Murphy flew to Munich the next morning with the families of those involved. He visited the badly injured Duncan Edwards, United’s most talented young player, who in his confusion asked Murphy what time kick-off was. Edwards would become the eighth United player to lose his life in the disaster when he died two weeks later.
Murphy was left in charge of what was left of the team while Busby recovered in hospital; the manager told his assistant to “keep the flag flying.” Murphy was defiant in the face of doubts from the club’s board about whether United should continue their season, or even continue it. He led the reserve players and two survivors, goalkeeper Harry Gregg and new captain Bill Foulkes, to an emotional 3–0 FA Cup win over Sheffield Wednesday 13 days later.
“The Red Devils will rise again,” he said. “It will be a long and exhausting job to rebuild the Red Devils. This time, we will have to start practically from scratch. But we will. I do know this: United was and will be a great club again. We have the greatest club spirit in the world.”

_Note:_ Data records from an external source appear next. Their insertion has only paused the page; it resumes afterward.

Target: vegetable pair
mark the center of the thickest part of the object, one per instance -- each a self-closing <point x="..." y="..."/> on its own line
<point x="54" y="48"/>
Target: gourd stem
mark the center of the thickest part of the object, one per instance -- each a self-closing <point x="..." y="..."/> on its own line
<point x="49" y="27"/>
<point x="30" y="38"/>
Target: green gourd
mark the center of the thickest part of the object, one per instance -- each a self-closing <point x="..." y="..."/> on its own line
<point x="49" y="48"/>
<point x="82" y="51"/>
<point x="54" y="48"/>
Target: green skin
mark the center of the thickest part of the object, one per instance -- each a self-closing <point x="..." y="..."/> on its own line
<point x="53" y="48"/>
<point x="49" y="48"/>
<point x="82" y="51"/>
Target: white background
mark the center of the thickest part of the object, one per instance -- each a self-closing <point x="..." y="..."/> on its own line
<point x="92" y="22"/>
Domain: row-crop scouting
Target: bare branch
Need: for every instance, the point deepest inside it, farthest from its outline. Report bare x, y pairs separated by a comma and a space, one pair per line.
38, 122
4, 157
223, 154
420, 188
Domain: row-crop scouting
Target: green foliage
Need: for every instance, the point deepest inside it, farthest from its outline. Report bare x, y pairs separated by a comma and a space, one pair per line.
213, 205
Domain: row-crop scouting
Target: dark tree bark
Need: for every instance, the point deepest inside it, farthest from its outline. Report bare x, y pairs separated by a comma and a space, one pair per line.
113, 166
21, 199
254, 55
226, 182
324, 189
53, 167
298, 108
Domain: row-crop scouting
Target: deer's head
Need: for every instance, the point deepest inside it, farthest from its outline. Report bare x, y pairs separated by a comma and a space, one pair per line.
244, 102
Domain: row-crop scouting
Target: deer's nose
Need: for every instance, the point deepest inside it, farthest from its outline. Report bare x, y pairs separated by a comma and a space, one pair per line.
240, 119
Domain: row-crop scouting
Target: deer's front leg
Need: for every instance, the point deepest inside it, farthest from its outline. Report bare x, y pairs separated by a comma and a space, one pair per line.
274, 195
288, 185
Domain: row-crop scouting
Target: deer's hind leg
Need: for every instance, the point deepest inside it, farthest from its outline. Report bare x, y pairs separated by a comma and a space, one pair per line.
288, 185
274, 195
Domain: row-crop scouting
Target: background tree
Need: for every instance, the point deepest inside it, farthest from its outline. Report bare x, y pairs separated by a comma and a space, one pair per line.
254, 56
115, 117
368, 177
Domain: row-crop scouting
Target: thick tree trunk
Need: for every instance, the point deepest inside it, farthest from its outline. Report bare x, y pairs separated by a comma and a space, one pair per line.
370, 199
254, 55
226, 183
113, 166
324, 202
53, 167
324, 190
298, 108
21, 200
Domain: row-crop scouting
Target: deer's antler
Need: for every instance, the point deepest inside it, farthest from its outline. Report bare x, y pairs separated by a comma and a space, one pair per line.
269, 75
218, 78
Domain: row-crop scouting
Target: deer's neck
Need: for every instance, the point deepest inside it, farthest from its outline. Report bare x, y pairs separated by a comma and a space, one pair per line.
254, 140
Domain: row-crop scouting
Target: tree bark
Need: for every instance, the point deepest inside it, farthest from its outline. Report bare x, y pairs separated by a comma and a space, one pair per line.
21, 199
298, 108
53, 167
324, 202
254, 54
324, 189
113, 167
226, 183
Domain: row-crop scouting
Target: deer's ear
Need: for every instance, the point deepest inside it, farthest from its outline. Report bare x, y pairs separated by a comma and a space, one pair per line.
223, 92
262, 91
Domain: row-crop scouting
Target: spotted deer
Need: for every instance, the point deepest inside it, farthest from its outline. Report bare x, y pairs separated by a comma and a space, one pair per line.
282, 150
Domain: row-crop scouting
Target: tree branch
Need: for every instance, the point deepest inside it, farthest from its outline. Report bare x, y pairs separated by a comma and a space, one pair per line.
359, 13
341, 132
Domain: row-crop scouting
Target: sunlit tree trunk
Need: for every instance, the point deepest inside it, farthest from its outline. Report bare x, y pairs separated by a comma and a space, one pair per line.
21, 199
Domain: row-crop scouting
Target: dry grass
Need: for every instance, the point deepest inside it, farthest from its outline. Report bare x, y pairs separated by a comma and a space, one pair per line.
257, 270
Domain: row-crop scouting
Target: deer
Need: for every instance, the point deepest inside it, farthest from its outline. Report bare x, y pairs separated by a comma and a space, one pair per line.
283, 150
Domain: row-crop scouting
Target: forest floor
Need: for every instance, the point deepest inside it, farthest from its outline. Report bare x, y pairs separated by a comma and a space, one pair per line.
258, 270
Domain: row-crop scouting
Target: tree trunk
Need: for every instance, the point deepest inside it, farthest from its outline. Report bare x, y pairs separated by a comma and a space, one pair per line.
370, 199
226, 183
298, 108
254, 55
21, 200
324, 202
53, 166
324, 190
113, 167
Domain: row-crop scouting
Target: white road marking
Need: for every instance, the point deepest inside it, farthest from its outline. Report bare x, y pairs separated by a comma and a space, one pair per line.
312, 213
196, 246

Murphy led United to the FA Cup Final that year, less than three months after the disaster. Busby, who had been recovering in Switzerland, returned home for the first time to sit on the bench to watch a 2-0 loss to Bolton Wanderers to a packed Wembley Stadium. Busby retook control and the duo did exactly what Murphy promised they would, restoring United to greatness, winning league titles in 1965 and 1967, and the club’s first European Cup in 1968.
Murphy never sought the limelight, turning down a series of high-profile head coaching jobs, including at Arsenal and even Brazil; the only one he took on, Wales, saved his life. He continued to eye the club through the 1970s and died in 1989, but his legacy lives on on the training ground and now in the stadium, and every time he plays for Manchester United.